A grant of $2.6 million,  “Expanding MLDS Data Access and Research Capacity with Synthetic Data,” will enable the SSW to work with the Maryland State Department of Education under a four-year initiative funded by the Institute for Educational Sciences (IES) to make state longitudinal education to workforce data available to more researchers by developing synthetic datasets from MLDSC data. The IES is the statistics, research, and evaluation arm of the U.S. Department of Education (DOE). Partners are the Maryland Longitudinal Data System Center, Maryland Higher Education Commission, the Maryland Department of Labor, Licensing and Regulation, and the University of Maryland, College Park (UMCP).

Associate Professor Michael Woolley, PhD, MSW, MPH, is principal investigator. In concert with colleagues at UMCP’s College of Education and the three state agencies,  the proposal will create a  “synthetic data set,” which will have the properties of the original data but will no longer have actual individual student records.  Woolley says the research effort intends to “make it more possible to make what are now tightly held datasets into broader distribution so more scholars can learn from them.”

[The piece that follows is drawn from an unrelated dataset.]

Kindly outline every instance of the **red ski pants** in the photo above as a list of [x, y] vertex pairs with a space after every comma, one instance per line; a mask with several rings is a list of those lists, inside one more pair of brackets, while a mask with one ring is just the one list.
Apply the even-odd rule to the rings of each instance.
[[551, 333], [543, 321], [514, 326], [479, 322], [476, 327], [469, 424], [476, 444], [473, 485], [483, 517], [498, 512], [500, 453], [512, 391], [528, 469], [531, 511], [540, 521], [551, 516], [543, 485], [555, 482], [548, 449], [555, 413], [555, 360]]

A three-year grant of $2 million from the Administration for Children and Families at the U.S. Department of Health and Human Services (HHS) will build the capacity of Maryland’s child welfare system to prevent homelessness among the most at-risk youth with child welfare involvement.  The SSW will work in partnership with the National Center for Housing and Child Welfare, the Maryland Department of Human Resources, and the Talbot County Department of Social Services on behalf of five local agencies on the mid-Eastern Shore of Maryland.

This work on the mid-Shore, known as Thrive@25, is led by the SSW’s Deborah Harburger, MSW ’04; Ryan Shanahan, MSW ‘11, and Elizabeth Greeno, PhD ’08, MSW ’98, LCSW-C, who is research associate professor and principal investigator. It will install, implement, refine and evaluate an intervention model, Positive Youth Development, that is grounded in implementation science and a commitment to trauma informed care.  The goal is four core outcomes: stable housing, permanent connections, social emotional well-being, and education/employment.

A $1.3 million, four-year grant from the Centers for Disease Control and Prevention (CDC) will support a group of interdisciplinary researchers who will address the disproportionately high suicide risk among middle-aged men, coupled with their limited use of mental health resources.  The researchers, led by the SSW, will examine an online screening tool and an online therapeutic program, both targeting men ages 35-64. This grant, which the SSW announced Oct. 1, will enroll 200 men in the online programs and measure the individuals’ suicide-related behaviors, their suicidal ideation and their depression.

The research will be led by Associate Professor Jodi Jacobson Frey, PhD ‘04, MSW ‘98, principal investigator, and Associate Professor Tanya Sharpe, PhD, MSW, co-investigator. Frey says the study will explore “unique approaches specifically tailored to the needs of this hard-to-reach population. The programs to be evaluated…target middle-aged men in places where they are most comfortable – at home, at work and online.”

Finally, an award of  $1.2 million from the DOE under its 21st Century Community Learning Centers program will fund the “Pupils of Promise Scholars Program.”  This support will allow the School to add its very effective community school model to a West Baltimore public school, Eutaw Marshburn Elementary, and to extend the capacity of Furman L. Templeton Preparatory Academy. Both are in Promise Heights, a federally recognized Promise Neighborhood in the Upton/Druid Heights area of Baltimore. 

Bronwyn Mayden, MSW ‘77, assistant dean of the School and executive director of Promise Heights, notes, “This work means that we now have a community school operating in each of the five schools—from kindergarten through high school—in Promise Heights. This grant will benefit the community by improving the quality of educational and family services and the coordination between schools.”